Seminar Gulliver, Paddy Royall (University of Bristol)

8 octobre 2018 11:30 » 12:30 — Bibliothèque PCT - F3.04

Revealing the Nature of Solidification : Fivefold Symmetry at the Nanoscale

That fivefold symmetry should play a crucial role in the non-equilibrium behaviour of condensed matter was proposed by Sir Charles Frank in the 1950s. Six decades later, the basic mechanism of the solidification of liquids remains unexplained, either in the case that the material crystallises, or that it forms an amorphous solid, a glass. We will explore the implications of fivefold symmetry in the solidification of liquids and discuss two recent developments.

Crystallisation is among the most common everyday physical phenomena. Yet in the prinicple material in which quantitative comparison has been made between experiment and theory (hard spheres) predictions of crystal nucleation rates are up to 20 orders of magnitude slower than measurements, the second worst prediction in physics.

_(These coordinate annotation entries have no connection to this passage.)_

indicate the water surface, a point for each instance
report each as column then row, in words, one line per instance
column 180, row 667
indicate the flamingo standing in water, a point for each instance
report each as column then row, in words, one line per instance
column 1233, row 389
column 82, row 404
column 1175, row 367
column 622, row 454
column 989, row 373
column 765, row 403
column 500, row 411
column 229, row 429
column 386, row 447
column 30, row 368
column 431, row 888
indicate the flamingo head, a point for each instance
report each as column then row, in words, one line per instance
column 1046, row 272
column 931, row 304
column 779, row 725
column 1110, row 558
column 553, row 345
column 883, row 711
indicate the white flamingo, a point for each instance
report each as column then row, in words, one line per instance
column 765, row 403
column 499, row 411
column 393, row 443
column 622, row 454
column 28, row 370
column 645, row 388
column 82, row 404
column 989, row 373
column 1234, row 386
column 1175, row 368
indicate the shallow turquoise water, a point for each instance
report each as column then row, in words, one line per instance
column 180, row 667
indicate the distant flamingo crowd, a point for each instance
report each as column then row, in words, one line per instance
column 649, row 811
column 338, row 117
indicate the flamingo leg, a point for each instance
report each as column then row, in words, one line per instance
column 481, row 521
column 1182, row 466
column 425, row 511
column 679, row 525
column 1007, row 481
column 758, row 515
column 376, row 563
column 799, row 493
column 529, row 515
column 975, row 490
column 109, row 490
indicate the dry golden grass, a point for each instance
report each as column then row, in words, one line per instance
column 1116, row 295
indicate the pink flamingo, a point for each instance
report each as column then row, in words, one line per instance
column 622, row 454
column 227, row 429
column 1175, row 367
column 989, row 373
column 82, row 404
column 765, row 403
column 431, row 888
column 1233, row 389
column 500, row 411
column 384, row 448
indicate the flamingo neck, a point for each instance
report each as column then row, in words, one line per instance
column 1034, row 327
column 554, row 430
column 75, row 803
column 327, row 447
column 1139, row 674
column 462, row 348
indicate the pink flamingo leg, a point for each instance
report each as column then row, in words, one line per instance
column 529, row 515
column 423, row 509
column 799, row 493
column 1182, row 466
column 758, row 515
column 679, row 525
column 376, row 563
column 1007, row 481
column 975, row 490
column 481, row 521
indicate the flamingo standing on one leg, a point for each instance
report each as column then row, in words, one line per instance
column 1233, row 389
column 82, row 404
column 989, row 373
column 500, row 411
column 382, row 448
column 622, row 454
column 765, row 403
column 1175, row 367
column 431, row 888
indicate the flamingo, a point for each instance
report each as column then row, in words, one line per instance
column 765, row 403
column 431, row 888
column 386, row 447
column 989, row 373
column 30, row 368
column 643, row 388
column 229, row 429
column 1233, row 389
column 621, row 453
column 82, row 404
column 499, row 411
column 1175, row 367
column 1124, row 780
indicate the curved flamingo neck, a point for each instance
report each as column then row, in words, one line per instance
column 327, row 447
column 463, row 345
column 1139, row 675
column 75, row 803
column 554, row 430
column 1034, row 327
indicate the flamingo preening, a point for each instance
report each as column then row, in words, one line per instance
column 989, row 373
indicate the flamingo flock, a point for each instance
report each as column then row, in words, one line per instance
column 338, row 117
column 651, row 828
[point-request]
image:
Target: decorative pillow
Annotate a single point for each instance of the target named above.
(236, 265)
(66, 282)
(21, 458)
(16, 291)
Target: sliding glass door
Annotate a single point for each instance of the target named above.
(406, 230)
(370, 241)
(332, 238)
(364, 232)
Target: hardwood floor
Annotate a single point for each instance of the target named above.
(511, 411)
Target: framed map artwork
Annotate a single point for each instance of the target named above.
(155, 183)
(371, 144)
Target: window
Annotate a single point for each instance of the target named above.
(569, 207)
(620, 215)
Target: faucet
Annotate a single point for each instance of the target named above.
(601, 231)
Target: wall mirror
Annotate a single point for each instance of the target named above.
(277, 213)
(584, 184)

This discrepancy casts doubt upon the theoretical methods concerned (importance sampling) which is important not only for crystallisation, because these methods are used to tackle a very wide range of problems, such as drug uptake in cells and chemical reaction pathways. While particle-resolved studies reveal in intimate detail local mechanisms of structural change, they can only access rather fast crystallisation, where there is no discrepancy. However gravitational sedimentation may influence the local structure of the colloidal liquid, which we show can drastically alter crystallisation. We further image nano-particles with STED nanoscopy, whose timescales are orders of magnitude faster than the larger colloids : thus by rescaling time, we access new dynamical regimes where the massive discrepancy is found.

The nature of amorphous solids (glasses) is not understood : the possibility of a phase transition to a thermodynamically stable ideal glass is a contentious and challenging issue. Mutually exclusive theories give equally good descriptions of experimental data . Again, rescaling time enables us to approach this putative transition closer than other techniques, revealing exceptional levels of fivefold symmetry and a tantalising drop in configurational entropy.